Akbar Faizal
SAHABAT–sahabatku, terima kasih ucapan duka citanya atas wafatnya Bapak kami, Haji Latiro Bin Jugari pada hari Jumat, 20 Agustus 2021 Pkl.15.10 di RS Primaya, Makassar. Kumaknai ucapan duka itu sebagai pernyataan kedekatan psikologis antara kita dan keinginan para sahabat menghibur kami. Sungguh kebaikan yang harus kuendapkan lama dalam memori terdalam saya.

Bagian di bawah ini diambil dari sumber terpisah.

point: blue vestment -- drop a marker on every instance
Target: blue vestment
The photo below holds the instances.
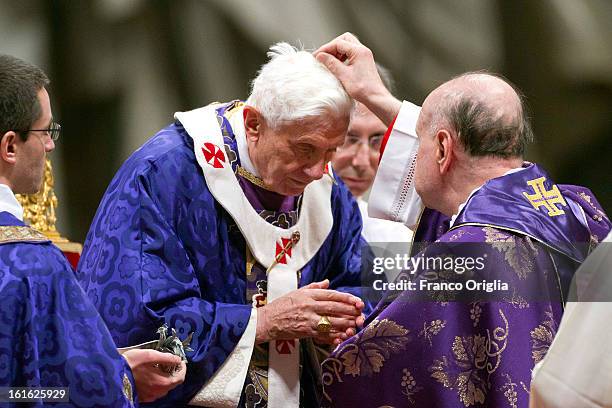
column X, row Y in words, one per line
column 161, row 249
column 50, row 333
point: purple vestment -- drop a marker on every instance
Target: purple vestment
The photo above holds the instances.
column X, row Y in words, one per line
column 428, row 349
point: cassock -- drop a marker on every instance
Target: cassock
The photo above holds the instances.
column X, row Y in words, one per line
column 184, row 236
column 50, row 333
column 458, row 348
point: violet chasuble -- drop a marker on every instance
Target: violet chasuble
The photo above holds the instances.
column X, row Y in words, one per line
column 163, row 248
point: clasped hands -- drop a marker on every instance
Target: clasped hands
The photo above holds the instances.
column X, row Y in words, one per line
column 297, row 314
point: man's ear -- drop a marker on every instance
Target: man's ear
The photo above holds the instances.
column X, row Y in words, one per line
column 253, row 123
column 444, row 149
column 8, row 147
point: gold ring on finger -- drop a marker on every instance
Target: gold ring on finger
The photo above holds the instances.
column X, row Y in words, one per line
column 324, row 325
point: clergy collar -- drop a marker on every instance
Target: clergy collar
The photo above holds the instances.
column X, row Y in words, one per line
column 236, row 121
column 9, row 203
column 460, row 208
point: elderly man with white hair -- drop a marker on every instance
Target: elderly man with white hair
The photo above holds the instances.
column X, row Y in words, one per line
column 230, row 224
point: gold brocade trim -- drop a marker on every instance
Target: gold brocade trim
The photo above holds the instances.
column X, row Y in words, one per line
column 241, row 171
column 230, row 112
column 127, row 389
column 13, row 233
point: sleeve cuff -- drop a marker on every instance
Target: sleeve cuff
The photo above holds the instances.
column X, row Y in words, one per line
column 225, row 387
column 393, row 195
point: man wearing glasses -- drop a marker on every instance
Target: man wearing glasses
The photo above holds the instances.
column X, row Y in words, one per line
column 51, row 336
column 356, row 162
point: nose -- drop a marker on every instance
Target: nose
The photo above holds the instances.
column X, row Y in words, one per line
column 315, row 171
column 361, row 158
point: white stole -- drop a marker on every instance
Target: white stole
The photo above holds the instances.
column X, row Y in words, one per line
column 314, row 225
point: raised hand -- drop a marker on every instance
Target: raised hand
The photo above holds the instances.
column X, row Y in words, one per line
column 153, row 374
column 354, row 66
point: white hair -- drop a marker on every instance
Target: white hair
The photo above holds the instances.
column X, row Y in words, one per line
column 293, row 86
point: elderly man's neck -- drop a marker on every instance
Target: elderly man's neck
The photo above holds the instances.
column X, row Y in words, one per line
column 472, row 174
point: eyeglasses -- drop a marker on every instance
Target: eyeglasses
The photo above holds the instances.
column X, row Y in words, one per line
column 53, row 131
column 354, row 142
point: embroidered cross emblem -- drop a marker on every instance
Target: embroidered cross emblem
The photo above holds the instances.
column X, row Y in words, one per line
column 213, row 155
column 283, row 249
column 549, row 199
column 284, row 346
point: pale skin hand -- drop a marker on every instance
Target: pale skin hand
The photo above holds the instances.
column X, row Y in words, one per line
column 353, row 64
column 296, row 314
column 150, row 380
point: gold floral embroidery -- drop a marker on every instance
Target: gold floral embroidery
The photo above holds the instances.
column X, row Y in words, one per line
column 474, row 359
column 431, row 329
column 10, row 233
column 475, row 313
column 517, row 301
column 409, row 385
column 373, row 347
column 519, row 255
column 509, row 391
column 542, row 337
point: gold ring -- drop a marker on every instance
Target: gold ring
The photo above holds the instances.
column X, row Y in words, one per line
column 324, row 325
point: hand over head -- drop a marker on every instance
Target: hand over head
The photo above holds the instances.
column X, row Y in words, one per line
column 354, row 66
column 297, row 314
column 154, row 372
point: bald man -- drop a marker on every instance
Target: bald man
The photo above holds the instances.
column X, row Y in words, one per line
column 479, row 305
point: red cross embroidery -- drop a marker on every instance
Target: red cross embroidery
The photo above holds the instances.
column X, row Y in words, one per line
column 213, row 155
column 285, row 346
column 283, row 250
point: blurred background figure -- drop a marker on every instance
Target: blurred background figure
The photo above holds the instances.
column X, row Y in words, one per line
column 356, row 163
column 122, row 67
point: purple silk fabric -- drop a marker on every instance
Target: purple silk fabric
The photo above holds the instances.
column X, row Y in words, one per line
column 50, row 333
column 162, row 250
column 436, row 352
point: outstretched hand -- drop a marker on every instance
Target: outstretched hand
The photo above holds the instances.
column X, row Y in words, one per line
column 354, row 66
column 154, row 372
column 296, row 315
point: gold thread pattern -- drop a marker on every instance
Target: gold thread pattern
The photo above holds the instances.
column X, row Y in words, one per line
column 542, row 337
column 373, row 347
column 15, row 233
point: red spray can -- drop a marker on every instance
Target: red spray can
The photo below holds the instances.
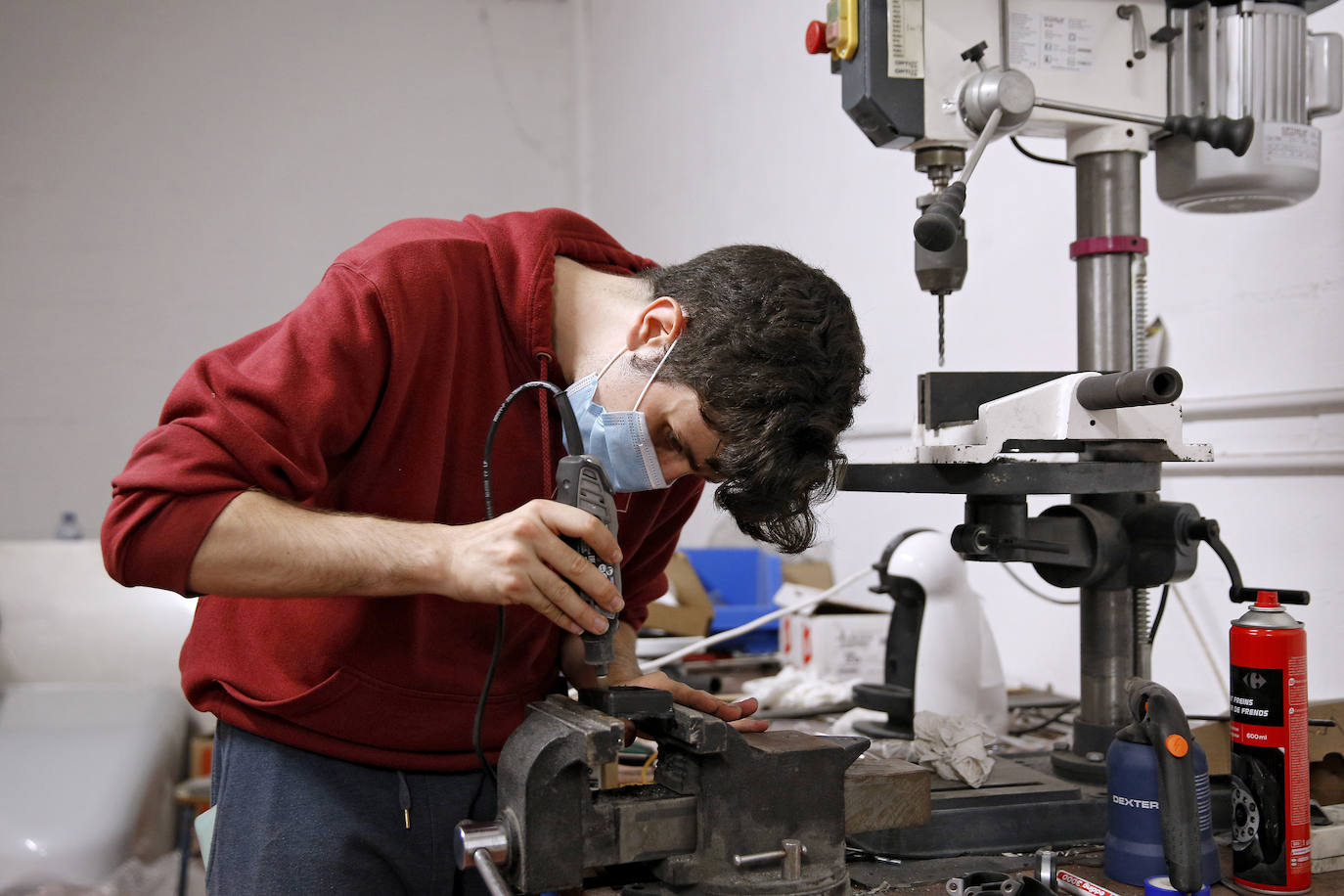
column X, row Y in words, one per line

Saya tak terbiasa tampil galau di ruang publik seberat apapun problem itu. Tapi sungguh kehilangan Bapak ini tak mampu saya atasi dengan baik. Rasa bersalah tak punya waktu banyak mengurusi beliau secara fisik semasa hidupnya berujung pada rasa sesal yang terus-menerus menggigit jantung pada setiap tarikan nafas. Berjalan meninggalkan pemakaman malam itu dan lalu berbalik sejenak untuk menatap gundukan tanah basah berbalur kembang yang ditancapi nisan sementara dari bahan kayu bertuliskan nama Bapak ternyata menjadi momen awal pemicu kenangan terhadap beliau yang sungguh menyakitkan. Kubayangkan beliau terbaring sendiri dalam tanah kedinginan di malam hari dan kepanasan esok hari harinya dan dingin lagi malam berikutnya dan seterusnya menyiksaku secara terus menerus dan terus membesar.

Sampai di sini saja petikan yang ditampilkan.